Growing up, our mother constantly tried to mold us to her expectations. Expectations she would set for herself. Expectations she never reached, hoping her own children would someday meet those escaped dreams of hers.

Our mother gripped us hard, pulling and pushing us to face the harsh world as a momma bird would push her babies out of their nest, letting them either fly or fall.

Naive, our fears and demons creeped up in us. The laughter of others, the words stung when they called us foolish. Foolish for wanting to seek beyond the horizon. When we called our mother for refuge, she shamed us. She wagged her finger at us, and pushed us further away from the place we called home.

In our most important years of our youth, our mother was living overseas. She left us on opposite sides of the world. And a hole was created. A part of our childhood seemed to be missing. We had no choice but to learn and fall our way through the world on our own.

Mom. Mother…these words foreign to our tongue. A cocktail of the salty taste of tears on our faces and blood on our fists, finished with a lingering bitterness.

Birthdays, graduations, and coming of age events…we stand in our dresses, our gowns, in our sweat soaked uniforms watching with longing eyes, our friends and peers’ mothers greet them with hugs and kisses. Where is our mother, we wonder? Across the world. Midnight, sleeping, dreaming of a better tomorrow.

Over the years we become our own mothers. We scurry across the hall with arms full of dirty clothes falling through our hands as we dump them into the wash. As night falls, we take out our freshly bought produce and whip up a home cooked meal guaranteed to warm the tired soul. Rejected from countless job opportunities, we chant to ourselves that the best is yet to come. And when we see our loved ones hurt, we stand up and fight back. Our own maternal creature, a natural to us. We live our days as a solo artist of life.

But, in a way we are grateful for our mother for teaching us to be strong, tough, and to thrive wherever we are and wherever the world takes us. From the cold tundras or the hot blistering deserts, we owe it to our mother for our sassy and bold — tempered attitude and for the wisdom we have gained with each experience.

In the year 2020, the world went crashing and people all over the world were faced with questions beyond their means and decisions beyond their comfort and safety. My mother’s company closed down and she was forced to come home. She flew back to the nest that was long forgotten.

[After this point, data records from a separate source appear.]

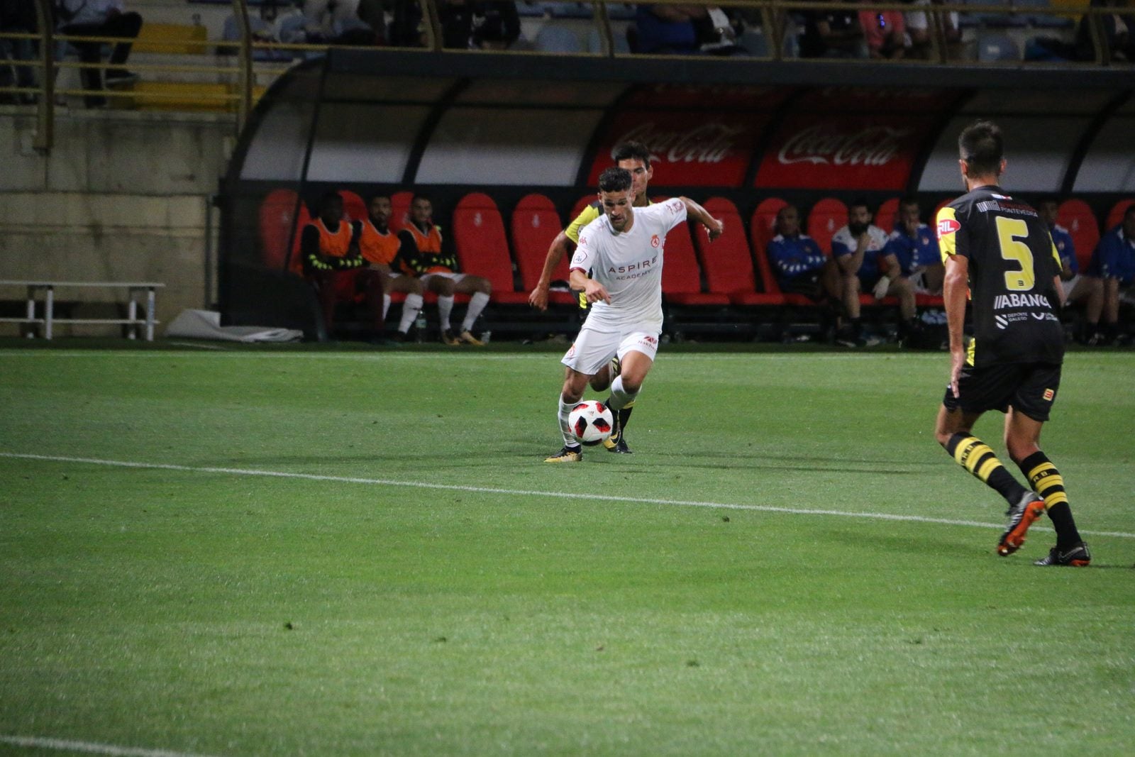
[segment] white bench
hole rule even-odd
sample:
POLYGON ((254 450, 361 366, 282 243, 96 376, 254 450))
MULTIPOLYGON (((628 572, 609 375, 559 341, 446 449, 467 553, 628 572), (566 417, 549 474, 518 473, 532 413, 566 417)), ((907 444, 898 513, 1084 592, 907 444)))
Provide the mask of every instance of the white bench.
MULTIPOLYGON (((43 327, 43 338, 50 339, 56 323, 116 323, 131 327, 128 338, 137 338, 140 326, 145 327, 146 342, 153 342, 154 298, 158 289, 165 284, 157 281, 0 281, 0 286, 20 286, 27 291, 27 312, 24 318, 0 318, 6 323, 28 323, 43 327), (129 303, 126 318, 56 318, 56 289, 62 288, 103 288, 126 289, 129 303), (36 295, 43 292, 42 314, 36 312, 36 295), (145 318, 138 318, 138 298, 145 295, 145 318)), ((34 334, 28 334, 34 336, 34 334)))

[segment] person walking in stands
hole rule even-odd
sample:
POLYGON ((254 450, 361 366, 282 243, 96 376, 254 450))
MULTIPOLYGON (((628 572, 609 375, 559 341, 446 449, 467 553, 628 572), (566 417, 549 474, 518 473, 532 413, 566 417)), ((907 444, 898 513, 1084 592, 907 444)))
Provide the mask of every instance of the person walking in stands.
MULTIPOLYGON (((114 36, 123 42, 115 44, 107 65, 106 83, 108 87, 125 86, 137 79, 136 74, 126 70, 126 59, 131 54, 133 40, 142 31, 142 16, 127 11, 123 0, 59 0, 56 14, 60 22, 59 31, 68 36, 114 36)), ((98 94, 103 86, 102 42, 74 41, 78 50, 78 59, 92 65, 81 70, 83 89, 91 93, 84 95, 87 108, 101 108, 107 99, 98 94)))
POLYGON ((359 252, 360 233, 360 224, 343 218, 343 197, 331 191, 323 194, 319 217, 303 227, 300 237, 303 274, 316 285, 328 336, 335 322, 335 304, 354 302, 360 287, 373 317, 376 338, 382 331, 385 277, 365 267, 367 261, 359 252))
POLYGON ((434 224, 434 203, 418 194, 410 203, 410 224, 398 232, 402 250, 398 259, 402 270, 421 279, 422 286, 437 295, 437 314, 442 322, 442 342, 456 345, 464 342, 478 347, 485 343, 473 336, 477 317, 489 304, 493 283, 472 274, 457 272, 457 259, 452 252, 442 252, 442 229, 434 224), (461 330, 453 333, 449 322, 453 295, 468 294, 469 308, 461 330))
POLYGON ((390 268, 398 255, 402 241, 390 232, 390 199, 385 194, 371 197, 367 208, 368 217, 362 220, 359 229, 359 252, 379 274, 382 281, 382 321, 390 309, 390 293, 402 292, 406 295, 402 303, 402 319, 398 330, 392 335, 396 342, 405 342, 410 327, 422 309, 422 283, 414 276, 390 268))
POLYGON ((1041 452, 1041 427, 1060 389, 1063 300, 1060 256, 1028 204, 998 182, 1004 173, 1001 129, 976 121, 958 137, 958 161, 967 193, 938 213, 938 242, 945 261, 942 297, 950 331, 950 382, 934 436, 955 461, 1004 497, 1008 525, 1001 556, 1025 544, 1028 527, 1045 512, 1057 544, 1035 565, 1087 565, 1092 556, 1076 530, 1063 479, 1041 452), (969 294, 974 337, 965 344, 969 294), (982 413, 1004 413, 1009 457, 1033 489, 1006 470, 972 429, 982 413))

Though we live under one roof, nothing is perfect. We still feel the same gaping hole we encountered as a child. Now, the hollowness has morphed into a beautiful incomprehensive abstract piece that we will carry within us forever; sculptured and resculpted with each lesson learned and with each heartbreak. But time heals all. Only time can smooth away the bumps in our hearts. After all, life goes on.

What’s most important is that we are all together again as one family.